2 SENE BOYUNCA KILINI BİLE KIPIRDATMADI
Heyelanın etkisini giderek artırması üzerine 2021 yılı Temmuz ayında büyükşehir belediyesi harekete geçti. Efol Mühendislik firması bölgede çalışma başlattı. Çalışma kapsamında hazırlanan raporda bölgedeki toprak kaymasının 2.5 ay gibi kısa bir süre içinde 20 metrede 36 metre derinliğe ulaştığı ve 150 hektarlık bir alana yayıldığı belirtildi. Ardından bölgenin yapılaşma ve ikamete kapalı afete maruz bölge ilan edilmesi önerildi. İzmir Büyükşehir Belediyesi de bu rapor doğrultusunda Genel Sekreter Buğra Gökçe imzası ile İl Afet ve Acil Durum Müdürlüğüne yazı göndererek bölgenin afete maruz bölge ilan edilmesi için gerekli çalışmanın başlatılmasını, heyelan alanının her türlü yapılaşmaya kapatılıp kazı faaliyetinin yasaklanmasını talep etti.

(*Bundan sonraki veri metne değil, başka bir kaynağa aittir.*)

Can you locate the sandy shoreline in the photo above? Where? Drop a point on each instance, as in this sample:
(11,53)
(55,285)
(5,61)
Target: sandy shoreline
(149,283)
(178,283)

KAZI ÇALIŞMASI DURDURSUN DEDİ AMA…
Bir yandan bölgedeki kazı çalışmalarını durdurulmasını isteyen Büyükşehir Belediyesinin Harmandalı Çöplüğü içinde, evsel atıkların ayıklanarak ekonomiye geri kazandırılması için ayıklama tesisi kurduğu ortaya çıktı. SABAH'ın görüntülediği inşaat çalışmaları sırasında iş makinalarının çöpten elektrik üretme tesisinin arka kısımdaki dağı iş makinaları ile kazdığı gözlendi. Yaşananlar skandal olarak nitelendirildi.
YASAK HERKESE UYGULANMALI
Harmandalı Cumhuriyet Mahallesi Muhtarı Dursun Ali Kazar yaşananlara tepki gösterdi. Raporda bölgede kazı yapılmaması yönünde uyarı yer almasına rağmen İzmir Büyükşehir Belediyesinin çöp alanında ayıklama tesisi kurduğunu belirten Kazar; "Kazı yasak denen yerde maalesef iş makinaları dağı kazıp inşaat faaliyeti yürütüyor. Üstelik bu çalışma Büyükşehir gözetiminde gerçekleşiyor. Eğer ki bölgede çalışma olmayacaksa belediye de vatandaş da kurallara uyacak kazı çalışması yapmayacak. Vatandaşa yasak belediyeye serbest olmaz öyle iş. Hele hele o alanı genişletmeyeceksin tam aksine daraltacaksın. Ya bunların rapordan haberleri yok ya da Harmandalı'na tuzak kuruyorlar. 'Biz burayı gözden çıkarttık. Burayı terk edin mi diyorlar ne diyorlar' bende bilmiyorum. Orada iş makinasının çalışması akıl durgunluğu akıl tutulmasıdır. " diye konuştu.
CENAZEYİ KİM KALDIRACAK?
Heyelan nedeniyle evlerini boşaltan vatandaşlara büyükşehir belediyesinin 6 ayda toplam 20 bin liralık yardımda bulunduğunu ardından da yardımı kestiğini belirten Kazar; "Büyükşehir bozduğu doğamızı eski haline getirsin, vatandaşlara evlerini geri versin bu güne kadar kişi başı ödedikleri paraları ben şahsen onlara geri ödeyeceğim. Mağdur olan vatandaşlar ne yer ne içer, nasıl yaşar, nerede oturur, nasıl geçinir soran eden yok. Ortada bir cenaze var. Tüm yetkili kurumlar susuyor. Hepsi körleşmiş, sağırlaşmışlar. İllaki burada birisinin ölmesi mi bekleniyor? Ne bekliyorlar vallahi billahi bir insan olarak bilmiyorum. Hele hele İzmir'de çevreci geçinenlere hiç inanmıyorum. Bu saatten sonra İzmir'de çevreci olduğuna beni kimse inandıramaz. Burada çocuk oyuncağı oynamıyoruz. İzmir'in barosu da yaşananlara seyirci kalıyor. Harmandalını kaderi ile baş başa bırakmışlar." dedi.